Da questo bel luogo mostraci il tuo volto materno.
Anche noi da lontano vogliamo contemplarti, o Madre,
e contemplare il tuo Figlio su quella Croce
che ancora s’immola per noi e per il mondo intero.
É la croce che ci mostra il suo amore infinito.
É la croce che ci libera dal male
purifica e guarisce le nostre infermità.
É la croce della passione e del nostro riscatto,
la croce di quanti muoiono annegati nelle acque del mediterraneo
il mare dell’indifferenza e del rifiuto.
É la croce che segna un passaggio necessario verso la vita nuova
che nel Risorto dona a tutti speranza e salvezza.
Vergine Maria della montagna,
sii accanto a chi soffre ed invoca il tuo amore.

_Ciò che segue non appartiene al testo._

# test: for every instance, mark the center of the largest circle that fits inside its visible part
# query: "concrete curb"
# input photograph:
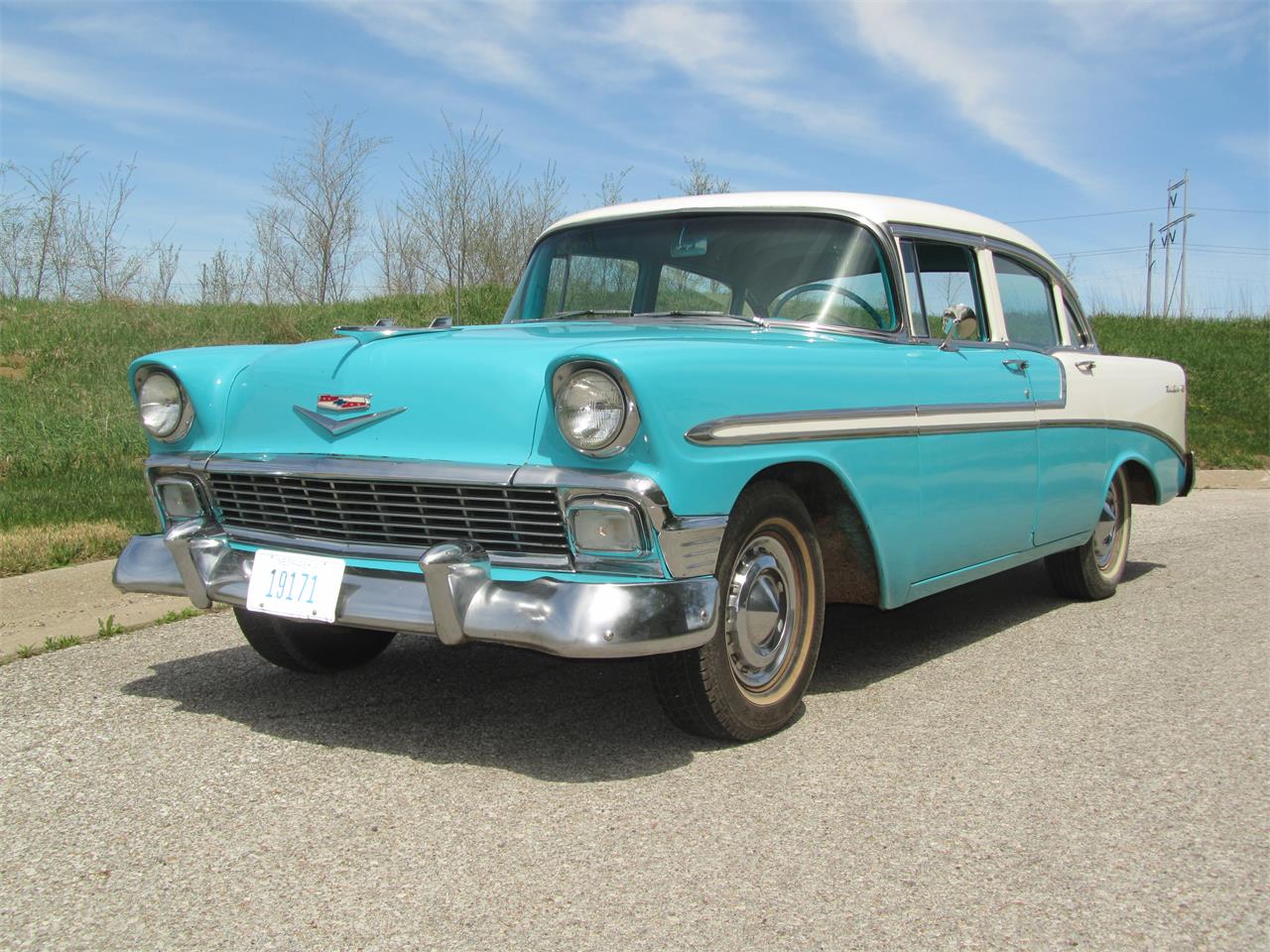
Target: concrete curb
(70, 602)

Sotto la tua misericordia troviamo rifugio
nel dolore e nella prova non ci abbandonare,
guarda i tuoi figli peccatori, gli umili ed i semplici, i poveri, i senza tetto,
gli immigrati, i giovani senza lavoro.
Rendi il nostro cuore capace di accogliere
quanti sognano una vita più umana,
lontani dalle guerre e dalle violenze.
Madre del buon Pastore,
veglia su di noi, sui sacerdoti e su tutti i pastori della Chiesa
aumenta in loro il coraggio di osare di più
nel donare sé stessi e la loro vita.
Maria, Madre di ogni grazia, a te offro il mio tempo,
le mie attese e speranze, i miei fallimenti e tutte le mie fragilità,
la mia povera vita, tutto il mio nulla.
Fammi dono della tua perseveranza
E nell’obbedienza al Padre
aiutami a cantare le sue lodi ed il suo amore per sempre. Amen!